Hoy es el día. El último, no va más. 42 kilómetros de lucha titánica contra las manecillas del reloj decidirán si obtengo la mayor recompensa posible tras 3 semanas de dura pelea estajanovista. No soy un especialista en contrarreloj y menos en esta distancia atípica para los tiempos actuales por su gran longitud, pero quiero experimentar por primera vez en mis propias carnes ese dicho que afirma que el maillot de líder da alas.
El recorrido maratoniano lo conozco de memoria. Para empezar, terreno de falsos llanos antes de unas prolongadas planicies sin vegetación. De postre, una pequeña cota exigente que precede a un descenso técnico hasta meta. En plena canícula, Eolo tan decisivo en estas pruebas aerodinámicas parece estar echando una siesta gorda y no ayudará a disminuir esta sensación de agobio corporal y sudor casi constante.
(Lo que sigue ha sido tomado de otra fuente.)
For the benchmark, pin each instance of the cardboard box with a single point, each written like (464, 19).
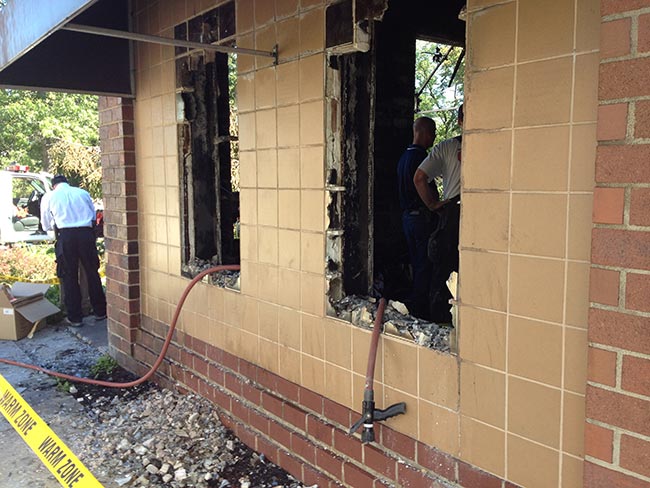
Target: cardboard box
(21, 306)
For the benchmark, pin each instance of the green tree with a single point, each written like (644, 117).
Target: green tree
(80, 164)
(438, 99)
(30, 122)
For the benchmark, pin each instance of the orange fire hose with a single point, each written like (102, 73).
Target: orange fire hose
(163, 351)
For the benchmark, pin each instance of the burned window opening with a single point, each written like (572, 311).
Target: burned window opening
(208, 147)
(370, 94)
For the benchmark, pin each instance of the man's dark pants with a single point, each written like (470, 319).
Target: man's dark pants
(74, 247)
(417, 227)
(445, 262)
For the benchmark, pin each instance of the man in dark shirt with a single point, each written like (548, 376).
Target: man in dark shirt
(416, 217)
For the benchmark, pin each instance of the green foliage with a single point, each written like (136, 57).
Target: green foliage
(105, 365)
(80, 164)
(28, 262)
(438, 100)
(31, 121)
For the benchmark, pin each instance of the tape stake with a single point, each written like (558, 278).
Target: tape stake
(54, 454)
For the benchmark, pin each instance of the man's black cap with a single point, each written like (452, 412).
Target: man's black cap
(59, 179)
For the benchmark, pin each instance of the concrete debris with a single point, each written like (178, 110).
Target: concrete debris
(361, 311)
(399, 306)
(184, 450)
(224, 279)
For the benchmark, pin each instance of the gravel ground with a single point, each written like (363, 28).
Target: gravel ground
(147, 436)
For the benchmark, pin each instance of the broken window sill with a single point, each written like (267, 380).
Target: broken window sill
(361, 312)
(222, 279)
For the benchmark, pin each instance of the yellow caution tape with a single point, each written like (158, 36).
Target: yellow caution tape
(54, 454)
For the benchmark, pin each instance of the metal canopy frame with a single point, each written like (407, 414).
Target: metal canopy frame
(133, 36)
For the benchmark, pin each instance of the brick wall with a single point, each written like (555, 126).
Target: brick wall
(303, 432)
(120, 224)
(617, 433)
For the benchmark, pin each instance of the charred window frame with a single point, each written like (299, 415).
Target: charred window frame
(370, 90)
(208, 143)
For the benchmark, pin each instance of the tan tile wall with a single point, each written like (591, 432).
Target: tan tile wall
(277, 320)
(528, 178)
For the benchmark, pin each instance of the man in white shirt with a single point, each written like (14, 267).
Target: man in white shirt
(443, 161)
(70, 211)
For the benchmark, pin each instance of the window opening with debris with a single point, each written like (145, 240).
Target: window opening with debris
(208, 145)
(376, 68)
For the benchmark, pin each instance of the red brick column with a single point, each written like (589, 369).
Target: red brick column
(120, 225)
(617, 433)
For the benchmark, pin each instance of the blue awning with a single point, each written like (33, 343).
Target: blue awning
(36, 54)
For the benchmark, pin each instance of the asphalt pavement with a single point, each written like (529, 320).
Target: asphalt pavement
(55, 346)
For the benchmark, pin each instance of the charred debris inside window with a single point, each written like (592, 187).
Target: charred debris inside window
(370, 90)
(208, 146)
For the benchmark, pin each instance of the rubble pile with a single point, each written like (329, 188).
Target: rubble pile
(361, 311)
(224, 279)
(164, 438)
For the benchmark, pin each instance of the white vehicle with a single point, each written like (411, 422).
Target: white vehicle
(20, 195)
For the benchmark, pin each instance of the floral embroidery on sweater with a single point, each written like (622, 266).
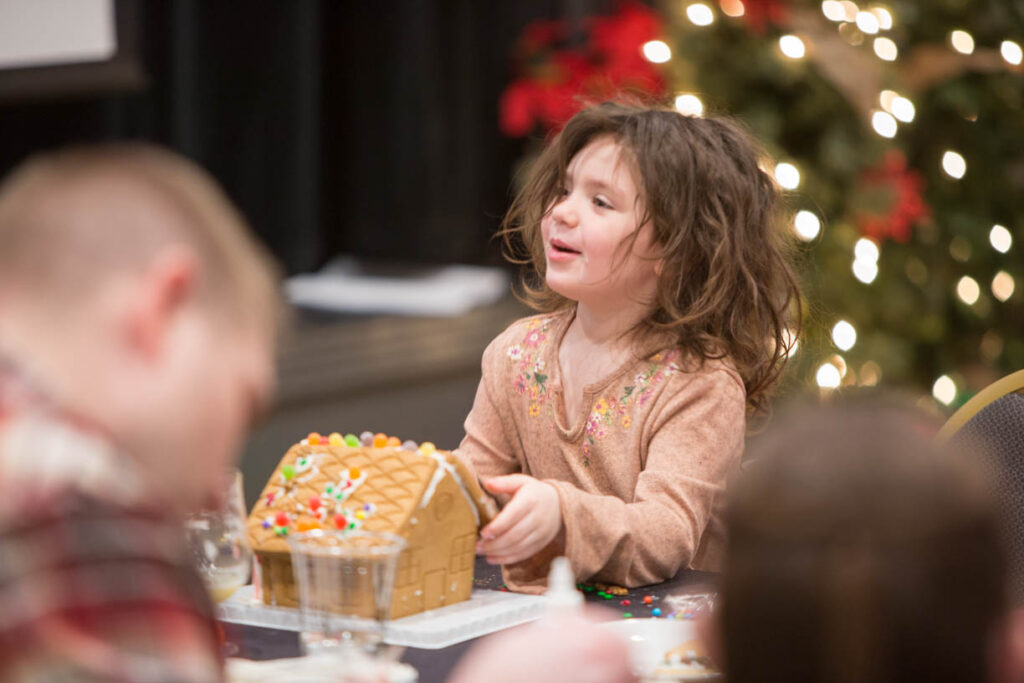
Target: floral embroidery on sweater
(530, 372)
(615, 412)
(529, 379)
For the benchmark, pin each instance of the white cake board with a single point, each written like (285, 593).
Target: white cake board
(485, 611)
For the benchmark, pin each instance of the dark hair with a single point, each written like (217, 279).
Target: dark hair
(857, 552)
(726, 289)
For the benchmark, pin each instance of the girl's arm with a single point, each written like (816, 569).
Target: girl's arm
(485, 447)
(696, 439)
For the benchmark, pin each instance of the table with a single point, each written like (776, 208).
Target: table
(434, 666)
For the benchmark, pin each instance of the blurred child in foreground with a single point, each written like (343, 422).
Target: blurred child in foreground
(137, 319)
(857, 552)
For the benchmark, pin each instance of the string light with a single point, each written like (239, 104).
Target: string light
(886, 49)
(867, 23)
(962, 41)
(884, 124)
(884, 16)
(732, 7)
(807, 225)
(903, 109)
(968, 290)
(865, 260)
(1003, 286)
(656, 51)
(1012, 52)
(1000, 239)
(792, 46)
(944, 390)
(689, 104)
(953, 164)
(833, 10)
(865, 250)
(870, 374)
(790, 342)
(700, 14)
(886, 98)
(865, 271)
(844, 335)
(828, 377)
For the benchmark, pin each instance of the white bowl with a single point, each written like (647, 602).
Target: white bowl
(649, 639)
Tras más de una hora de rodillo, con música a tope para aislarme del mundo y aplacar los nervios, ya estoy en la rampa de despegue. Parezco un caballero de la mesa redonda con casco futurista y aspecto de robot. Como única lanza, cuento con mis piernas, ya adheridas al último modelo de bicicleta para formar una curiosa figura. El juez árbitro, en plena cuenta atrás, empieza a hacer desaparecer sus dedos. Cuando ya no hay ninguno, me da un mínimo empujón y el organizado engranaje del cuerpo marcha hacia lo desconocido, con la convicción de dejarme en el empeño hasta el último gramo de fuerza porque mañana ya será tarde.